Second, the court did not say DOMA violates the equal protection clause of the 14th Amendment.  They certainly discussed the equal protection clause and leaned heavily on some amorphous concept of equality.  However, they refused to go down the well-worn path of equal protection analysis to determine whether DOMA violated it because they knew that they would not find what they were looking for-a reason to throw out DOMA.  Strike two.

Third, the court did not say DOMA violates the Fifth Amendments due process clause.  Due process is the idea that government can’t deny liberty without due process.   Much of the commentary about this case suggests that the Fifth Amendment is the justification the Court used, but in reality they declined to do so.  The majority acknowledged the precedent saying that due process protects substantive rights only when they are deeply rooted in our nation’s history and traditions.  That clearly excludes same-sex “marriage”, which had never existed in any jurisdiction on the planet prior to 14 years ago.

It is the opposite of a deeply rooted substantive right. Strike three.

Fourth, the court did not say that DOMA violates family law jurisdiction. The opinion begins with a red herring discussion of the fact that family law has historically (but not exclusively) been left to states.  The implication the court wanted to create is that DOMA, from its origin, was an overreach of federal power into state matters. Yet it refuses to strike DOMA down on that basis.  Why?  DOMA has never had any impact on state family law and they know that.  To the contrary, it controls only how the federal government allocates federal money and benefits when it comes to marriage, which is clearly within Congress’ power.   Strike four?

So, if there is no constitutional right to same-sex “marriage”, if DOMA doesn’t violate equal protection or due process, nor does it overreach into the state’s domain of family law, then why did they decide that it was unconstitutional for Congress to define marriage as a relationship between a man and a woman and still allow the states to do so?

Because they wanted to.

What is obvious in their language is that they like same-sex marriage. So in place of legal arguments, the Court relied entirely on its belief that their position on gay marriage is morally superior to that of Congress circa 1996.

From their perspective, DOMA must have been motivated by a “bare desire to harm,” or “to disparage and to injure.”  They further explained that its sole purpose and effect is to “impose inequality,” to deny “equal dignity,” and “humiliate.”

What more of an explanation do you need, bigot?

In the place of legal reasoning, the court effectively creates a precedent for doing whatever it want so long as it feels justified.  If you are more interested in the outcome than respecting our separation of powers, that’s precisely what you were looking for. Lawsuits claiming state DOMA’s are unconstitutional have repeatedly failed because there is no legal precedent to support their position.  However, new legal challenges to state DOMA’s are likely to ensue and we can be sure that those lawsuits will quote liberally from the majorities’ sermon/opinion in this case.

The strange scenario they left us with, in which federal tax law is now different from state to state, and where it is constitutional for a state to define marriage as a relationship between a man and a woman but unconstitutional for Congress to do the same, is the work of a political body trying to reach a political outcome.   The problem is, that isn’t what the Supreme Court is supposed to do.

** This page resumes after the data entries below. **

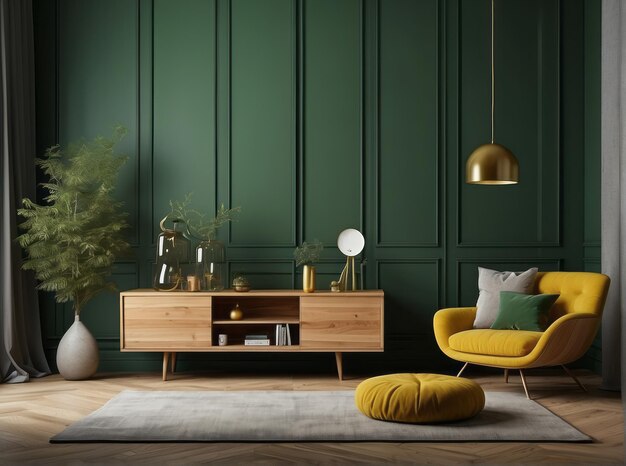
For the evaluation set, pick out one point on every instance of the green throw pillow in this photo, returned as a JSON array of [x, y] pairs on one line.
[[519, 311]]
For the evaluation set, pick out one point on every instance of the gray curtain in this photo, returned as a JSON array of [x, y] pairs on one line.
[[21, 349], [614, 190]]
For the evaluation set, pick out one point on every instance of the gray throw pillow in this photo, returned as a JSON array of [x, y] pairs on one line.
[[490, 283]]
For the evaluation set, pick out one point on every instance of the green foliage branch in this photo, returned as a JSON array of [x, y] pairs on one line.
[[200, 225], [308, 253], [73, 238]]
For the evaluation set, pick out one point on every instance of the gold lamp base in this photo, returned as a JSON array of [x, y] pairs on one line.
[[343, 283], [492, 164]]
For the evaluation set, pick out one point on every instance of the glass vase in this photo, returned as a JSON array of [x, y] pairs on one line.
[[173, 251], [211, 265]]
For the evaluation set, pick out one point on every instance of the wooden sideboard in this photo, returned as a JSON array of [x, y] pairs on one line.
[[175, 322]]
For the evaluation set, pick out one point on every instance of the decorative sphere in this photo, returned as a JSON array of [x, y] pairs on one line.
[[236, 314]]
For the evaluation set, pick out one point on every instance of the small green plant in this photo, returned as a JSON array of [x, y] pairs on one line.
[[73, 238], [199, 224], [308, 253]]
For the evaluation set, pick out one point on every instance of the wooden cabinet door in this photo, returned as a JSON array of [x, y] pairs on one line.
[[166, 322], [341, 323]]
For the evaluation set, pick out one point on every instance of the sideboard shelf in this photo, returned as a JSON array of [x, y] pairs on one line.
[[177, 322], [256, 320]]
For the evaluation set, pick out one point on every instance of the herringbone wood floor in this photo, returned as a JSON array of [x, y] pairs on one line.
[[31, 413]]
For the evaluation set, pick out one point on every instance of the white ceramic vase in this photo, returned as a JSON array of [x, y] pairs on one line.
[[77, 354]]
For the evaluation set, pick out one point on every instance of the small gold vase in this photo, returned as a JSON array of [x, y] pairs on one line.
[[308, 279]]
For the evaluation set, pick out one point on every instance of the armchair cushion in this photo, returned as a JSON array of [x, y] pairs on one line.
[[490, 283], [508, 343], [519, 311]]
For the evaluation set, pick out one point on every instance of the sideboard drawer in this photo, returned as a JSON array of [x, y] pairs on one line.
[[341, 322], [166, 322]]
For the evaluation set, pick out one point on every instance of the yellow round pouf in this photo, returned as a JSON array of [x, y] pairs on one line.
[[419, 398]]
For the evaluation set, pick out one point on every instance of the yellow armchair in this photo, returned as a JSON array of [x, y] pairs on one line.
[[575, 318]]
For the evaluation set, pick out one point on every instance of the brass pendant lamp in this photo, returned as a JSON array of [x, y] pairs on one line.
[[492, 164]]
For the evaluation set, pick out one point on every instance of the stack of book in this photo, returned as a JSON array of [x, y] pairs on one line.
[[257, 340], [283, 336]]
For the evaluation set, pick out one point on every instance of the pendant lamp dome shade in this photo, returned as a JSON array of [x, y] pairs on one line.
[[492, 164]]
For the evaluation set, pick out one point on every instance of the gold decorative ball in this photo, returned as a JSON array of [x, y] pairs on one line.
[[236, 314]]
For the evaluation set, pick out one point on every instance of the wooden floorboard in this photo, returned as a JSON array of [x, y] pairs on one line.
[[31, 413]]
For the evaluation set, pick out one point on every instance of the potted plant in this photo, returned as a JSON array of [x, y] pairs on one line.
[[73, 238], [307, 255], [210, 256]]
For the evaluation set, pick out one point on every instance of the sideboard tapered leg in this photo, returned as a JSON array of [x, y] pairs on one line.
[[339, 359], [166, 357]]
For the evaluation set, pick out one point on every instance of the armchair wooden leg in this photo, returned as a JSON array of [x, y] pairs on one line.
[[462, 369], [568, 372], [521, 374]]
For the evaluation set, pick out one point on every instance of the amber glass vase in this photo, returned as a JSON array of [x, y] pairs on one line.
[[211, 265]]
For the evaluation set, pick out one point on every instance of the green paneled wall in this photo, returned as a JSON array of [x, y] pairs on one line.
[[319, 115]]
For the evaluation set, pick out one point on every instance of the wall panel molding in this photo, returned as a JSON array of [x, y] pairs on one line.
[[436, 156]]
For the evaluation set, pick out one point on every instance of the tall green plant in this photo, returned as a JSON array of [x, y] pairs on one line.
[[200, 225], [73, 238]]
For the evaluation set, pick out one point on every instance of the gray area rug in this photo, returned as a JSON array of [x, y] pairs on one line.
[[296, 416]]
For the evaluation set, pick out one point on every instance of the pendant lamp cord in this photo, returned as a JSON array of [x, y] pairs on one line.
[[493, 72]]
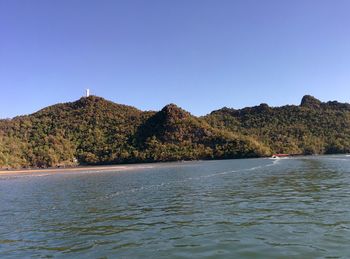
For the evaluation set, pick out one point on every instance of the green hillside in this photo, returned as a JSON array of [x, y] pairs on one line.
[[96, 131], [312, 127]]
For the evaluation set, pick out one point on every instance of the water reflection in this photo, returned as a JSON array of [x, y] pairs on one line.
[[234, 208]]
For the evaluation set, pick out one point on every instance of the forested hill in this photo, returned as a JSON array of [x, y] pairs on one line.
[[96, 131], [313, 127]]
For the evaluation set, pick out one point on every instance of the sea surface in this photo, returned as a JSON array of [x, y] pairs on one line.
[[250, 208]]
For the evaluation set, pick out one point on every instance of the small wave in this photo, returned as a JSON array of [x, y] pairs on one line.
[[157, 186]]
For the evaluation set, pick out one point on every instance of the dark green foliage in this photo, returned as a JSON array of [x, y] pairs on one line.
[[96, 131], [311, 128]]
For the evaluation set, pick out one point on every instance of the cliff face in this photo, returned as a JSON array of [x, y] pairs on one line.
[[96, 131], [313, 127]]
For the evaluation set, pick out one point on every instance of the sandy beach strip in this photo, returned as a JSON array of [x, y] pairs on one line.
[[110, 168]]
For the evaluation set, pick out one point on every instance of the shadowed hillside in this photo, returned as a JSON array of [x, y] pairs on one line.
[[96, 131]]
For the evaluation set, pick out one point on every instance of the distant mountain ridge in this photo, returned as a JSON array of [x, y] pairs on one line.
[[93, 130]]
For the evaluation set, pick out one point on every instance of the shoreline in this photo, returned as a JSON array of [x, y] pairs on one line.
[[104, 168]]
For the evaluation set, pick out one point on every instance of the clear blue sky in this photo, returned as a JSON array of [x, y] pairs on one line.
[[199, 54]]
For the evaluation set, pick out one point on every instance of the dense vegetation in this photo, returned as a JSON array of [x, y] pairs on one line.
[[96, 131]]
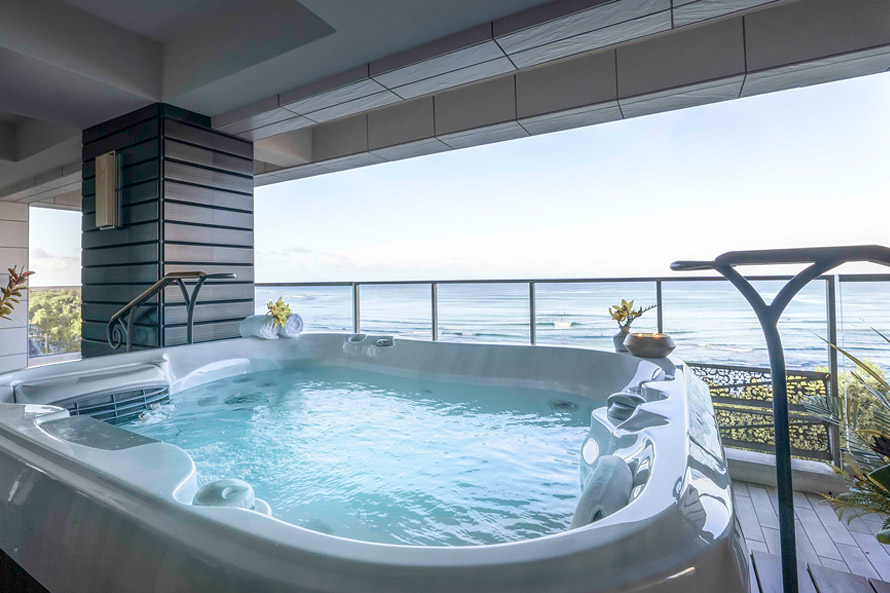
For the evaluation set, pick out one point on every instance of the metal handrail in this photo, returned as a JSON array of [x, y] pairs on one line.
[[116, 329]]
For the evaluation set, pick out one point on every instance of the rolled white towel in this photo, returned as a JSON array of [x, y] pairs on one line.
[[292, 328], [259, 326]]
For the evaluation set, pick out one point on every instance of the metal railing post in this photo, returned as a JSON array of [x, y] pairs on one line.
[[356, 309], [659, 310], [834, 437], [532, 325], [434, 304]]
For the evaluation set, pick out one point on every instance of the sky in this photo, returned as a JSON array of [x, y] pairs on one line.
[[804, 167]]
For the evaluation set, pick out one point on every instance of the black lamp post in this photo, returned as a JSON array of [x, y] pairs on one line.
[[820, 260]]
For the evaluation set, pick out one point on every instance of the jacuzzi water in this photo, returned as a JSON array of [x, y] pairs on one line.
[[379, 458]]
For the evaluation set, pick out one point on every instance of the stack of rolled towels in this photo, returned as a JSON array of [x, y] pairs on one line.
[[263, 326]]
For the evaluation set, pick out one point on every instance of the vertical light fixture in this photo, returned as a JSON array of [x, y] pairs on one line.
[[108, 191]]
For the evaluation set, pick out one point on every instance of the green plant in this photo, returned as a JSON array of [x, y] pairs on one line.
[[55, 315], [625, 314], [864, 419], [12, 293]]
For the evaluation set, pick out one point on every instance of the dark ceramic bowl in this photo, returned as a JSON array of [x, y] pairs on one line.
[[649, 345]]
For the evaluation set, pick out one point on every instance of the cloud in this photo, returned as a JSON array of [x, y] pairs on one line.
[[54, 269]]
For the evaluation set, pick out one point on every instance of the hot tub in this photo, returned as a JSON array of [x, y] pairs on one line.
[[93, 499]]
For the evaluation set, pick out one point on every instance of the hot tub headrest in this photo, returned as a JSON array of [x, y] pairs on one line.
[[607, 490]]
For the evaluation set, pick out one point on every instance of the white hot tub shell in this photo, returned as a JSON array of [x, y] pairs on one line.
[[87, 507]]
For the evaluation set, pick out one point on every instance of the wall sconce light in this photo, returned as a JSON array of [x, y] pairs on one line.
[[108, 203]]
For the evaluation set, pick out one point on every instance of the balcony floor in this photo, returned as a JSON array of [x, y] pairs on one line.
[[836, 556]]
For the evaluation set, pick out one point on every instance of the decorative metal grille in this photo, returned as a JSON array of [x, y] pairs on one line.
[[742, 399]]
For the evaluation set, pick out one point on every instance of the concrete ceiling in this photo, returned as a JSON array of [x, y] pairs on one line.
[[80, 62], [70, 64]]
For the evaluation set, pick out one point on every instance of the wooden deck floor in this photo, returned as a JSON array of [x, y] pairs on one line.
[[823, 541]]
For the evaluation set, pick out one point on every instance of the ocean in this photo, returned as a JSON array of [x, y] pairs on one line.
[[709, 320]]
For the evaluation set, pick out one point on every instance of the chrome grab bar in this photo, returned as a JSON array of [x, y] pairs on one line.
[[116, 329]]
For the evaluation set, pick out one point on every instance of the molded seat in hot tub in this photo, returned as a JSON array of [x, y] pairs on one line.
[[111, 394]]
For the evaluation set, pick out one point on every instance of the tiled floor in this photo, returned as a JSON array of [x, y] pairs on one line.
[[822, 540]]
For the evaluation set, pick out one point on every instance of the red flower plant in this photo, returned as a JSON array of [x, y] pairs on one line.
[[10, 295]]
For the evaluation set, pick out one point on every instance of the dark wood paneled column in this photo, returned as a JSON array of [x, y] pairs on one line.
[[187, 204]]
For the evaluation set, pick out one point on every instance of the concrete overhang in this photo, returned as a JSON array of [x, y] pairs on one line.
[[322, 86]]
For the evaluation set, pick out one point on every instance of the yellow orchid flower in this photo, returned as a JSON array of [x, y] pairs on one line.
[[280, 311]]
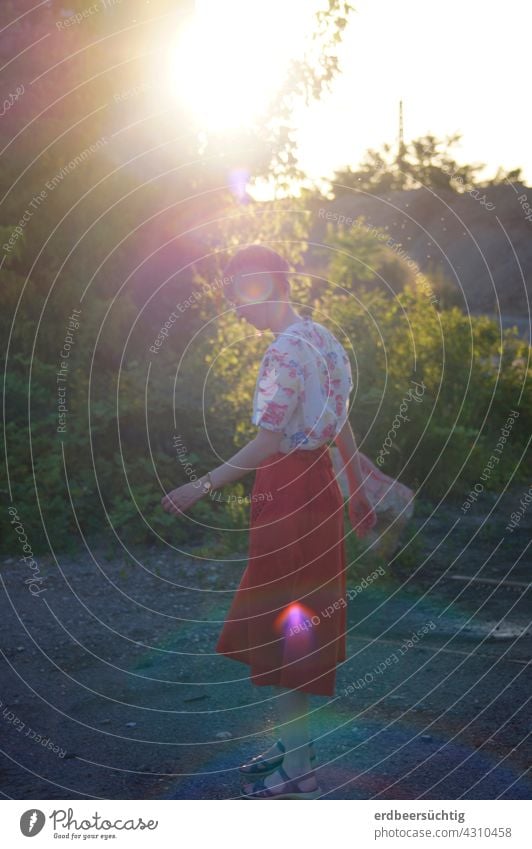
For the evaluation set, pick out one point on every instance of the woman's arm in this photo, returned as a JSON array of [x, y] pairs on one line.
[[264, 445], [345, 440], [361, 511]]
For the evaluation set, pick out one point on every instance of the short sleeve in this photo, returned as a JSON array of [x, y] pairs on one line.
[[277, 392]]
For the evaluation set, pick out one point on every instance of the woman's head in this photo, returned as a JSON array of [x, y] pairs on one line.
[[259, 288]]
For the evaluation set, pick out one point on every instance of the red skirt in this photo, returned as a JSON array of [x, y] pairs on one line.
[[287, 620]]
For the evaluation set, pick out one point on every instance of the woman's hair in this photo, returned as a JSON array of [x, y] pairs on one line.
[[257, 259]]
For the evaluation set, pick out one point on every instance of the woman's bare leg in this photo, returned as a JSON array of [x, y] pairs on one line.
[[292, 706]]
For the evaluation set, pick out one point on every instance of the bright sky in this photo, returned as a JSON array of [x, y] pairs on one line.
[[460, 66]]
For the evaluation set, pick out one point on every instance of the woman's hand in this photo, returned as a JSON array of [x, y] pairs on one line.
[[361, 514], [180, 499]]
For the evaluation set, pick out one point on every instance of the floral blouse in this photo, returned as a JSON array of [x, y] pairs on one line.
[[303, 386]]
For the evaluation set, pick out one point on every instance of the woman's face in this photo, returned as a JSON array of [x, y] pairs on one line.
[[250, 298]]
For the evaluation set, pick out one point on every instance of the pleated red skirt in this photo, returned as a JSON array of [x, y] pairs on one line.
[[287, 620]]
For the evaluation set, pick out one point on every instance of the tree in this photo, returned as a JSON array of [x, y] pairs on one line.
[[425, 161]]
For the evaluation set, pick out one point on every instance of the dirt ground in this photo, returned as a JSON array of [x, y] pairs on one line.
[[111, 688]]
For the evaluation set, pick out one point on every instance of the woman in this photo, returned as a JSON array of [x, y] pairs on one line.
[[287, 620]]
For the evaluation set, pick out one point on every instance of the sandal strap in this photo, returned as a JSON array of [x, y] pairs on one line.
[[294, 783]]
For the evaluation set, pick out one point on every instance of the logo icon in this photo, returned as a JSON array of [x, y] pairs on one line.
[[32, 822]]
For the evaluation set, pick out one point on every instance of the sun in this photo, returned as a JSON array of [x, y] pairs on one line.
[[227, 63]]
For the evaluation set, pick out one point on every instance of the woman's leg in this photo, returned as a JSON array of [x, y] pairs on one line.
[[293, 715]]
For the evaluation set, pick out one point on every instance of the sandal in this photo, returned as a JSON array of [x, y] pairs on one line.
[[291, 789], [263, 766]]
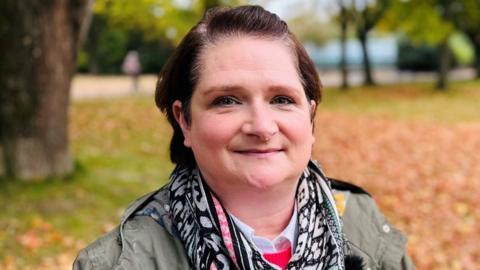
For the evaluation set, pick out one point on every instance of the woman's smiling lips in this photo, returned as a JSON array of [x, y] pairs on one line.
[[255, 152]]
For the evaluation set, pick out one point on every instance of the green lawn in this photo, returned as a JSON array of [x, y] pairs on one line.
[[120, 149]]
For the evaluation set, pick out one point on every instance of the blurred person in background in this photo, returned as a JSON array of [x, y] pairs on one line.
[[131, 66], [241, 94]]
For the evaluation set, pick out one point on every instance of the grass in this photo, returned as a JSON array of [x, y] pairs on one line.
[[120, 149]]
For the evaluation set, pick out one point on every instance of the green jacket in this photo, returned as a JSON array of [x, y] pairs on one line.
[[142, 243]]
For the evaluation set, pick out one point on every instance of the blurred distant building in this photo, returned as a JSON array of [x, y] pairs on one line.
[[383, 53]]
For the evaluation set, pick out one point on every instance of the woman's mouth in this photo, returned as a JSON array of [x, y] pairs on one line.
[[256, 152]]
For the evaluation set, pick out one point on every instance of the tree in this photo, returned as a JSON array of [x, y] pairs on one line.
[[466, 15], [427, 21], [366, 16], [40, 39], [344, 17]]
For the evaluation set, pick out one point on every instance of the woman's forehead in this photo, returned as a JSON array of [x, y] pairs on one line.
[[234, 61]]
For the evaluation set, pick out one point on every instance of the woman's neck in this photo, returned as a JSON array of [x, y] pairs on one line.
[[268, 212]]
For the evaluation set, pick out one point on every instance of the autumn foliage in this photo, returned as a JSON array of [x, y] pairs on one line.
[[424, 176], [423, 173]]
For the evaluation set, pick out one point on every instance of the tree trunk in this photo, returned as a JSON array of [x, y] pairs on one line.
[[475, 39], [367, 69], [343, 46], [40, 39], [477, 60], [444, 65]]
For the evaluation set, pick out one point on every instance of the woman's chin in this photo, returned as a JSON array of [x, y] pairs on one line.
[[269, 182]]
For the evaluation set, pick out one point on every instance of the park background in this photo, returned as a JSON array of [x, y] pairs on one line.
[[78, 143]]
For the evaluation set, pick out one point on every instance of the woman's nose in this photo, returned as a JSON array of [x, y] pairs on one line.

All the while, they assure us that they were not trying to say that there is a constitutional right to same-sex “marriage”.

Justice Scalia’s response to this position in his dissent will close this discussion well:

“It takes real cheek for today’s majority to assure us, as it is going out the door, that a constitutional requirement to give formal recognition to same-sex marriage is not at issue here-when what has preceded that assurance is a lecture on how superior the majority’s moral judgment in favor of same-sex marriage is to the Congress’s hateful moral judgment against it. I promise you this: The only thing that will “confine” the Court’s holding is its sense of what it can get away with.”